‘Trump too small’ trademark dispute goes to US Supreme Court
- The US Supreme Court agreed to hear a trademark dispute over the phrase ‘Trump too small’ used to mock the former president
- The case stems from an attempt by a California lawyer to trademark the sexually suggestive phrase and print it on T-shirts
The US Supreme Court agreed to consider whether a California lawyer’s federal trademark for the phrase “Trump too small” – a cheeky criticism of former president Donald Trump – should have been granted.
The justices took up an appeal by the US Trademark Office of a lower court’s decision that trademark applicant Steve Elster’s free speech protections under the US Constitution’s First Amendment for his criticism of public figures outweighed the federal agency’s concerns about Trump’s rights.
Elster applied for the “Trump too small” trademark in 2018 to use on shirts. Elster said the mark was inspired by an exchange between Trump and US Senator Marco Rubio from a March 2016 presidential candidate debate and aims to “convey that some features of President Trump and his policies are diminutive”.

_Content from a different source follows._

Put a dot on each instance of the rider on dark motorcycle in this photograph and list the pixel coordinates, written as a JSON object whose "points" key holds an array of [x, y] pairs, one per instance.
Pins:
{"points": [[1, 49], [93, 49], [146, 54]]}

In legal papers, Elster cited remarks including Rubio’s about the size of “certain parts of (Trump’s) anatomy, such as his hands” and news articles about the former president’s “Shrinking of America” and reduction of lands established as national monuments.
After the trademark office rejected Elster’s application, an agency in-house tribunal upheld that decision, citing a federal law that bars trademarks that use a person’s name without his or her consent. The US Court of Appeals for the Federal Circuit reversed the ruling last year, allowing the trademark.
“The government has no legitimate interest in protecting the privacy of President Trump, the least private name in American life,” Circuit Judge Timothy Dyk wrote in that decision, adding that publicity rights that protect people’s use of their name in commerce “cannot shield public figures from criticism.”